Besides the typical purpura other cutaneous manifestations may be present in HSP as target-like lesions, subcutaneous nodules and urticarial bullous or vesicular rash. Bullous HSP has been quite frequently noticed in adults in a percentage ranging from 16 to 60% [3]. Conversely, only <2% of children with HSP have been found to develop bullous lesions [2]. So far, the occurrence of hemorrhagic bullae may be challenging for pediatricians facing children with HSP, mostly at onset when the other typical HSP symptoms or signs are lacking. In addition, many other common pediatric diseases, including toxic epidermal necrolysis, erythema multiform, pemphigus, bullous impetigo, dermatitis herpetiformis and staphylococcal-scalded skin syndrome may present with bullous lesions in childhood. Our patients, despite vesicles and bullae as major cutaneous manifestations, met the criteria of HSP [4] and skin biopsy was not required. Although patient 1 had a severe disease course complicated by renal involvement, patients 2 and 3 did not develop any visceral symptoms regardless of the severity of skin involvement. In patient 1, the early prednisone administration was successful in controlling abdominal and joint pain, while purpura evolved in blisters with hemorrhagic and bullous progression. Following a relapse of skin manifestations, methylprednisolone pulses were then introduced with a reasonable control of the disease. In addition to the severity of skin damage, renal involvement with proteinuria and microhematuria developed, although urine alterations subsided within 1 month. Conversely, patient 2 had a mild and transient microhematuria and patient 3 did not develop urine alterations, but persistent and harmful bullous purpura that required azathioprine. All our patients showed a similar progression of purpura that evolved into bullae and vesicles over the second week of the disease and healed over a period ranging from 2 to 4 weeks.

Hemorrhagic bullae in childhood HSP are seldom described. So far, there have been only 17 case reports prior to our patients. The commonest sites of bullae were feet, ankles, legs and buttocks suggesting that pressure is the most likely factor in its pathogenesis. In Table 1, the clinical and demographic data of the pediatric cases published since 1985 through 2008, including our cases are summarized [516]. In a previous report of our group on 150 children with HSP, no one had bullous evolution of typical palpable purpura [17], while in the last 3 years, three children with such unusual cutaneous damage have been referred.
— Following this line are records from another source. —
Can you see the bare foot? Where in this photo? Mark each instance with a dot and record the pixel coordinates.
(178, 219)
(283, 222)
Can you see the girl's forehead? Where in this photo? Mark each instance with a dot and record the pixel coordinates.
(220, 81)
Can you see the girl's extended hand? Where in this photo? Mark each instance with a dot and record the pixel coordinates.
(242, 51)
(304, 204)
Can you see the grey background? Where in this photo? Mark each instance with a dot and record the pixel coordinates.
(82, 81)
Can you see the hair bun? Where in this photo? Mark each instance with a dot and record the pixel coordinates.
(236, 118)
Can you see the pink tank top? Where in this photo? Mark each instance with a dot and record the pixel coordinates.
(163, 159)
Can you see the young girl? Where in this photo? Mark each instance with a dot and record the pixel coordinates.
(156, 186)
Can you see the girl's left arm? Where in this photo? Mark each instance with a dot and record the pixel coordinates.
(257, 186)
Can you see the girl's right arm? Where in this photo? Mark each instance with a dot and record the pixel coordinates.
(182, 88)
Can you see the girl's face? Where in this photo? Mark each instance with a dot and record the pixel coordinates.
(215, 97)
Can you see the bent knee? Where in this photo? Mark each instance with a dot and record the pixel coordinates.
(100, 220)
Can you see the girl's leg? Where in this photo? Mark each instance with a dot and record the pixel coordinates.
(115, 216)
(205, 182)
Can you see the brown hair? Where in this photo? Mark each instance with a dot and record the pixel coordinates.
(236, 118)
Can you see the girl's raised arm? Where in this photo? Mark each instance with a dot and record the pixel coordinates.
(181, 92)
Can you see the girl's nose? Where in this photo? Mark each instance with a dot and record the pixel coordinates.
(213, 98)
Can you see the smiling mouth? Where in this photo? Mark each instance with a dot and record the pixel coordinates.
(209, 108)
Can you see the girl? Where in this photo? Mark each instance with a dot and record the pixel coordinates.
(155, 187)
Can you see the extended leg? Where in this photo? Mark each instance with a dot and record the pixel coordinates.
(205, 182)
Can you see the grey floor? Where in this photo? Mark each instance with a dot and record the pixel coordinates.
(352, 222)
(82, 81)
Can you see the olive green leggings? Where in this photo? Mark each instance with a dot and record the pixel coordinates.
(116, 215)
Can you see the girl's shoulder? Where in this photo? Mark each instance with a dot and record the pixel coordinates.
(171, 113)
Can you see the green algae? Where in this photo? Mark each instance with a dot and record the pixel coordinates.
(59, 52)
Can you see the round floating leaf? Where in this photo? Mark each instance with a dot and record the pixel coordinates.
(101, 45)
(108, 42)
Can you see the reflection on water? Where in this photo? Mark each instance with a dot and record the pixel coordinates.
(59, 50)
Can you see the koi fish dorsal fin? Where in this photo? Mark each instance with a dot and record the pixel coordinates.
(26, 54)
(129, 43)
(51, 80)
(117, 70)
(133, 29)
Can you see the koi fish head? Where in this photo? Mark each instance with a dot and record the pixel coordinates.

Table 1 Demographic and clinical data of children with hemorrhagic bullous HSP
Full size table

In conclusion, bullous evolution represents an unusual, but well-recognized cutaneous manifestation that may be a source of diagnostic dilemma, but does not seem to have any prognostic value in the outcome of HSP. In particular, bullae itself do not correlate with renal involvement given that most of young patients have a good prognosis.

Our report further supports hemorrhagic bullae as one of the cutaneous manifestations in HSP patients and skin biopsy may be avoided when other criteria for HSP are met. Nonetheless, most patients with unusual skin lesions and variable timing of the purpura development, underwent skin biopsy to confirm the diagnosis [1013].